Пяти-шести часовая работа с полупудовым ломом была великолепной тренировкой. В обязательной еженедельной бане я с чувством великого удовлетворения ощупывал свои и Юрочкины мускулы и с еще большим удовлетворением отмечал, что порох в пороховницах еще есть. Мы оба считали, что мы устроились почти идеально, лучшего и не придумаешь. Вопрос шел только о том, как бы нам на этой почти идеальной позиции удержаться возможно дольше. Как я уже говорил, третий лагпункт был только пересыльным лагпунктом и на задержку здесь рассчитывать не приходилось. Как всегда и везде в советской России, приходилось изворачиваться.


ИЗВЕРНУЛИСЬ

Наши работы имели еще и то преимущество, что у меня была возможность в любое время прервать их и пойти околачиваться по своим личным делам,

Я пошел в УРО - учетно-распределительный отдел лагеря. Там у меня были кое-какие знакомые из той полусотни специалистов учетно-распределительной работы, которых Якименко привез в Подпорожье в дни БАМовской эпопеи. Об устройстве в Медгоре нечего было и думать: медгорские учреждения переживали период жесточайшего сокращения. Я прибегнул к путанному и в сущности нехитрому трюку: от нескольких отделов УРО я получил ряд взаимно исключающих друг друга требований на меня и на Юру в разные отделения, перепутал наши имена, возрасты и специальности и потом лицемерно помогал нарядчику в УРЧе первого отделения разобраться в полученных им на нас требованиях: разобраться в них вообще было невозможно.

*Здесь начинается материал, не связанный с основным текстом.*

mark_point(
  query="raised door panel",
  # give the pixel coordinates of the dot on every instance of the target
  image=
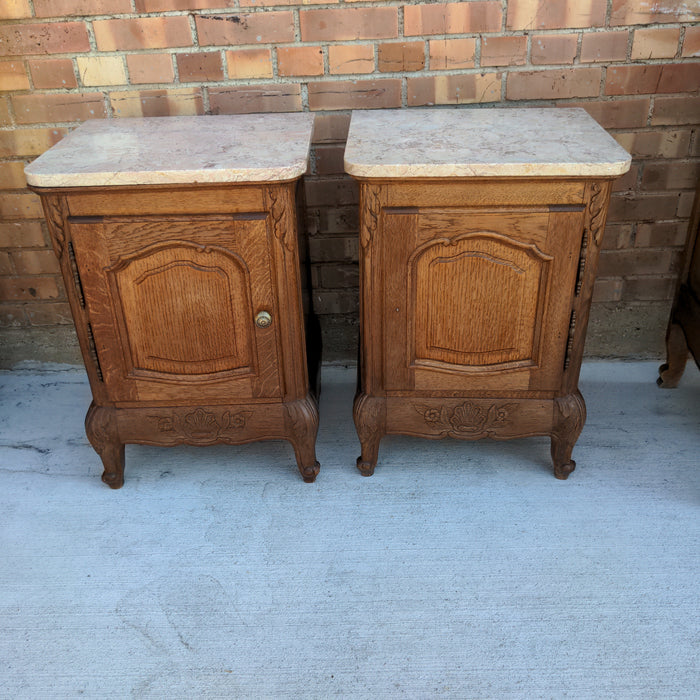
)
(478, 300)
(172, 302)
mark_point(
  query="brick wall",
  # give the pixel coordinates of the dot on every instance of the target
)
(634, 65)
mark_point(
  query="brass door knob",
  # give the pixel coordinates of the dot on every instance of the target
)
(263, 320)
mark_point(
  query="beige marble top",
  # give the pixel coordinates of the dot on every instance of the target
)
(505, 142)
(169, 150)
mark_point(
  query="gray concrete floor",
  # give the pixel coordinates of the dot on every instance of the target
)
(458, 570)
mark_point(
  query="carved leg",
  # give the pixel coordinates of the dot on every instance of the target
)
(676, 356)
(369, 413)
(569, 418)
(302, 427)
(102, 432)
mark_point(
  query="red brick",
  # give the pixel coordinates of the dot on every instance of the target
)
(452, 18)
(661, 234)
(669, 78)
(553, 84)
(54, 37)
(655, 43)
(672, 175)
(12, 175)
(157, 103)
(349, 24)
(15, 9)
(73, 8)
(195, 67)
(691, 42)
(150, 68)
(329, 128)
(604, 47)
(13, 76)
(350, 58)
(21, 234)
(503, 51)
(452, 54)
(454, 89)
(28, 288)
(35, 262)
(255, 98)
(58, 107)
(403, 57)
(249, 63)
(142, 33)
(300, 60)
(50, 73)
(553, 48)
(658, 11)
(355, 94)
(258, 28)
(676, 110)
(563, 14)
(20, 206)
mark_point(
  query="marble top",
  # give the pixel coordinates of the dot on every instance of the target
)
(170, 150)
(501, 142)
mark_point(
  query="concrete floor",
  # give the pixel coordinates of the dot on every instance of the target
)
(459, 570)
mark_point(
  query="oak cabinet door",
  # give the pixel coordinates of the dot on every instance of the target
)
(478, 299)
(172, 305)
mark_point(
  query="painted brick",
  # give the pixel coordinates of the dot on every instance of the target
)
(655, 43)
(58, 107)
(691, 42)
(300, 60)
(452, 18)
(503, 51)
(329, 128)
(454, 89)
(36, 262)
(553, 48)
(675, 110)
(199, 66)
(12, 176)
(655, 144)
(20, 206)
(553, 84)
(19, 288)
(249, 63)
(157, 103)
(545, 14)
(52, 73)
(258, 28)
(142, 33)
(668, 78)
(642, 207)
(604, 47)
(661, 234)
(54, 37)
(349, 24)
(616, 114)
(13, 76)
(15, 9)
(671, 176)
(101, 70)
(150, 68)
(350, 58)
(255, 98)
(80, 8)
(21, 234)
(452, 54)
(659, 11)
(403, 57)
(355, 94)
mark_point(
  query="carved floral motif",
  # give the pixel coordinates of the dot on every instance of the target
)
(467, 419)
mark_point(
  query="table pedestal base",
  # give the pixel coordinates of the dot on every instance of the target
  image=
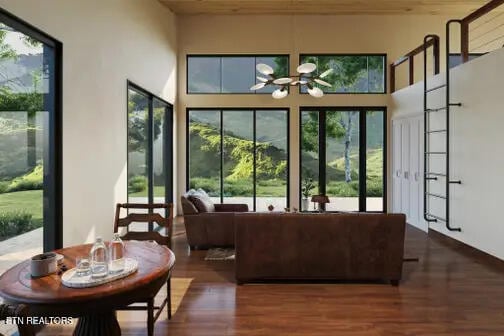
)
(103, 324)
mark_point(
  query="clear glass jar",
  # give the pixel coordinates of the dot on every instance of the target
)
(99, 259)
(116, 254)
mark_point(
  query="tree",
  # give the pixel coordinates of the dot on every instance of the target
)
(30, 100)
(138, 121)
(347, 72)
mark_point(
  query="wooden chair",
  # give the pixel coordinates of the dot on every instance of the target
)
(165, 222)
(20, 311)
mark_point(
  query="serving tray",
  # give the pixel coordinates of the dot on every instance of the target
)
(70, 278)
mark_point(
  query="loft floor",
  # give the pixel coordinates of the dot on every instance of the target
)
(453, 290)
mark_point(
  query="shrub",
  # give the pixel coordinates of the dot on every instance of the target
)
(374, 188)
(243, 187)
(137, 184)
(33, 180)
(14, 223)
(343, 189)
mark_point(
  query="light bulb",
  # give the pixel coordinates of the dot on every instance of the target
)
(315, 92)
(306, 68)
(282, 81)
(321, 82)
(279, 93)
(265, 69)
(325, 73)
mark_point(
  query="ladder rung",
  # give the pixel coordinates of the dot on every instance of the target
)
(435, 174)
(436, 109)
(436, 88)
(436, 195)
(436, 217)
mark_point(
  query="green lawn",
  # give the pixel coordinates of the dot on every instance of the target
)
(28, 201)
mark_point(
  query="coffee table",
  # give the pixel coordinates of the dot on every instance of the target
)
(95, 306)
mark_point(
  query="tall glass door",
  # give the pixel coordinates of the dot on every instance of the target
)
(343, 156)
(30, 147)
(150, 148)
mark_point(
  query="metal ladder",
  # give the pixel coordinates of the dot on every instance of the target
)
(434, 176)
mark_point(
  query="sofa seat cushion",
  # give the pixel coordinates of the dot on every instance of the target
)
(202, 202)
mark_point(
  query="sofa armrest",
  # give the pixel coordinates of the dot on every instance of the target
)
(210, 229)
(231, 208)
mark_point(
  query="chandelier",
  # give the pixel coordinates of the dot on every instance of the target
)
(305, 77)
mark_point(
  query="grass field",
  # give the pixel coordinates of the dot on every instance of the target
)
(29, 201)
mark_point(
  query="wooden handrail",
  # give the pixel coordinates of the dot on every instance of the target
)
(464, 26)
(433, 42)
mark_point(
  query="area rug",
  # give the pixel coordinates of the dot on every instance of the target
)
(220, 254)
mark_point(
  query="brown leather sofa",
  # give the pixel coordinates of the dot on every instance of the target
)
(211, 228)
(361, 247)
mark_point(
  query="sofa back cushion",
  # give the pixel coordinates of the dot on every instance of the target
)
(188, 207)
(337, 246)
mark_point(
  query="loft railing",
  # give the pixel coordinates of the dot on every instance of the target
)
(491, 34)
(409, 57)
(465, 22)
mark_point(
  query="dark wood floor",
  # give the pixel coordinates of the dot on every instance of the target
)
(453, 290)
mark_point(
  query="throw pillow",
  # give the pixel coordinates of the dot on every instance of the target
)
(202, 202)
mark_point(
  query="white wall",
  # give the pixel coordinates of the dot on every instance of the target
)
(477, 157)
(105, 42)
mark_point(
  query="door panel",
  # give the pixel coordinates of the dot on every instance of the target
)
(405, 176)
(414, 162)
(397, 166)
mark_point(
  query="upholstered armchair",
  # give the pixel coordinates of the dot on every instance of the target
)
(208, 224)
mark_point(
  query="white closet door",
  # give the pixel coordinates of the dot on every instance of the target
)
(405, 165)
(396, 166)
(414, 167)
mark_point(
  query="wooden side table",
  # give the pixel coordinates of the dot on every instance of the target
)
(94, 306)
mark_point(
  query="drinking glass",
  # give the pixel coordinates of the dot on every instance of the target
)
(82, 266)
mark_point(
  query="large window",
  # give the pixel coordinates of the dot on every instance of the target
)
(230, 74)
(343, 153)
(30, 139)
(352, 73)
(150, 147)
(240, 155)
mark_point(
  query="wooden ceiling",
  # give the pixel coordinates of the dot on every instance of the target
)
(329, 7)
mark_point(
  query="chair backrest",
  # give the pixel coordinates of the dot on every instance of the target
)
(149, 217)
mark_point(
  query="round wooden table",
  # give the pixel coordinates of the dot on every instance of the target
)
(94, 306)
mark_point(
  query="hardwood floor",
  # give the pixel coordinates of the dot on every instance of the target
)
(452, 290)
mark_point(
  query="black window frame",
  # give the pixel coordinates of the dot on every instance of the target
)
(53, 186)
(167, 144)
(385, 80)
(362, 150)
(234, 56)
(255, 109)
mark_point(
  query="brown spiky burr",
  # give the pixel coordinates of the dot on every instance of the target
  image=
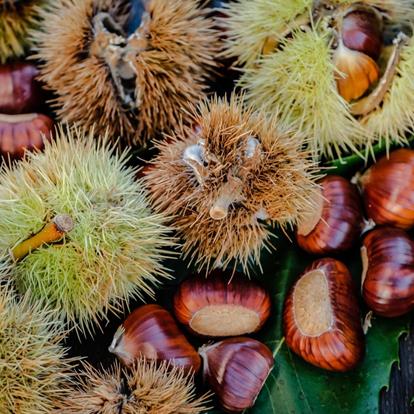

Я выразил нарядчику свое глубокое и искреннее соболезнование.

- Вот, сукины дети, сидят там, путают, а потом на нас ведь все свалят.

Нарядчик, конечно, понимал: свалят именно на него. На кого же больше? Он свирепо собрал пачку наших требований и засунул их под самый низ огромной бумажной кучи, украшавшей его хромой дощатый стол.

- Так ну их всех к чертовой матери. Никаких путевок по этим хреновинам я вам подписывать не буду. Идите сами в УРО, пусть там мне шлют бумажку, как следует. Напутают, сукины дети, а потом меня из-за вас за зебры и в Шизо.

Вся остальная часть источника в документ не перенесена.